Perguntas de entrevista para telemarketing quando chegam centenas de inscritos
Contratar para call center é o maior problema de volume desta família de guias, e o que mais vale medir é o mais difícil de ver no papel: se a pessoa continua clara, paciente e correta na quadragésima ligação do dia. Sistema se ensina em uma semana. Tolerância à repetição, e a disciplina de seguir um processo soando como gente, não.

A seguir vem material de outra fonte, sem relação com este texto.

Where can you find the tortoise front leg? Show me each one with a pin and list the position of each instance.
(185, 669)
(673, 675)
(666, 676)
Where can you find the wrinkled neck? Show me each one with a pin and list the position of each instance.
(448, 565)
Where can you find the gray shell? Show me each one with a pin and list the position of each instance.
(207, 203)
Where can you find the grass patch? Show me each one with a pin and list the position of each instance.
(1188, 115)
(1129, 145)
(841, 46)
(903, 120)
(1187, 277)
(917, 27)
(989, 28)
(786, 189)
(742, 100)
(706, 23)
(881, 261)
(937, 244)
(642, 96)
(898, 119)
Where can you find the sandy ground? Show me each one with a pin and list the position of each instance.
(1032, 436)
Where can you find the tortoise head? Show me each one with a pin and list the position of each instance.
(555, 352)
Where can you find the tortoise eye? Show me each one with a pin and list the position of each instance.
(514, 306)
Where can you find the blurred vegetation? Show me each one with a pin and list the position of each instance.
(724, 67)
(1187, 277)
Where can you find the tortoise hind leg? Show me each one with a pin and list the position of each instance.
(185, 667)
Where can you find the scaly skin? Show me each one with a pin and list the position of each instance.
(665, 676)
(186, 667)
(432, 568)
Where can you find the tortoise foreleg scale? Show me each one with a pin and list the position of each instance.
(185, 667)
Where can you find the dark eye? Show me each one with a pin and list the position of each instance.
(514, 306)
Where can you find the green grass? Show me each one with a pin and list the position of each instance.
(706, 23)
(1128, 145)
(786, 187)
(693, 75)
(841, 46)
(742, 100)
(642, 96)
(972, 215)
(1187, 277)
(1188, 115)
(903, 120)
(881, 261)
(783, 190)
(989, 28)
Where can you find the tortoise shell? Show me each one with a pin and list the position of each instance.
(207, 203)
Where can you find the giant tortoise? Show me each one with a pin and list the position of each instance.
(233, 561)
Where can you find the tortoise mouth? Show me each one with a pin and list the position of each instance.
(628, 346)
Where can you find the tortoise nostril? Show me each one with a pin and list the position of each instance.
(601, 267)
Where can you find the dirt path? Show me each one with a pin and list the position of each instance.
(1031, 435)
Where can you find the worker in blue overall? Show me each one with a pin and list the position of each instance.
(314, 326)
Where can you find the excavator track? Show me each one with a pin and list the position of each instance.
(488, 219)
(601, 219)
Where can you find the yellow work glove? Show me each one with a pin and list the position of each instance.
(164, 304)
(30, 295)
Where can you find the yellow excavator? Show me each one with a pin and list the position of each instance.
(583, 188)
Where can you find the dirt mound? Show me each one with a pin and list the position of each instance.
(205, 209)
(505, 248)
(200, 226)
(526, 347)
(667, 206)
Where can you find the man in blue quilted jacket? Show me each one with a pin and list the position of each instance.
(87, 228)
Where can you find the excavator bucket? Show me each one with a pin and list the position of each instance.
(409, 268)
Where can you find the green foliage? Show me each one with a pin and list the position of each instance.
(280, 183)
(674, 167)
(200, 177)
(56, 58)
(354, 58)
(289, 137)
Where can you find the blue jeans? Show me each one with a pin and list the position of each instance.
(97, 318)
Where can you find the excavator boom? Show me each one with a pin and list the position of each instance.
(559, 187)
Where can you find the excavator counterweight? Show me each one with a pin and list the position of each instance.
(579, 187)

O que o trabalho envolve de verdade
O operador atende ligação atrás de ligação sobre um conjunto estreito de assuntos, dentro de um script ou de uma árvore de decisão, com tempo de atendimento e qualidade medidos ao mesmo tempo. O trabalho é repetitivo por desenho — os mesmos vinte assuntos respondem pela maior parte do volume — e a dificuldade é sustentar qualidade nessa repetição, não resolver algo inédito.
Os dois erros são opostos e os dois são comuns. Uns seguem o processo tão ao pé da letra que o cliente se sente ignorado. Outros improvisam tanto que dão resposta errada e prometem o que a empresa não vai cumprir. Triar bem é testar os dois, e por isso várias perguntas abaixo colocam processo e empatia em tensão de propósito.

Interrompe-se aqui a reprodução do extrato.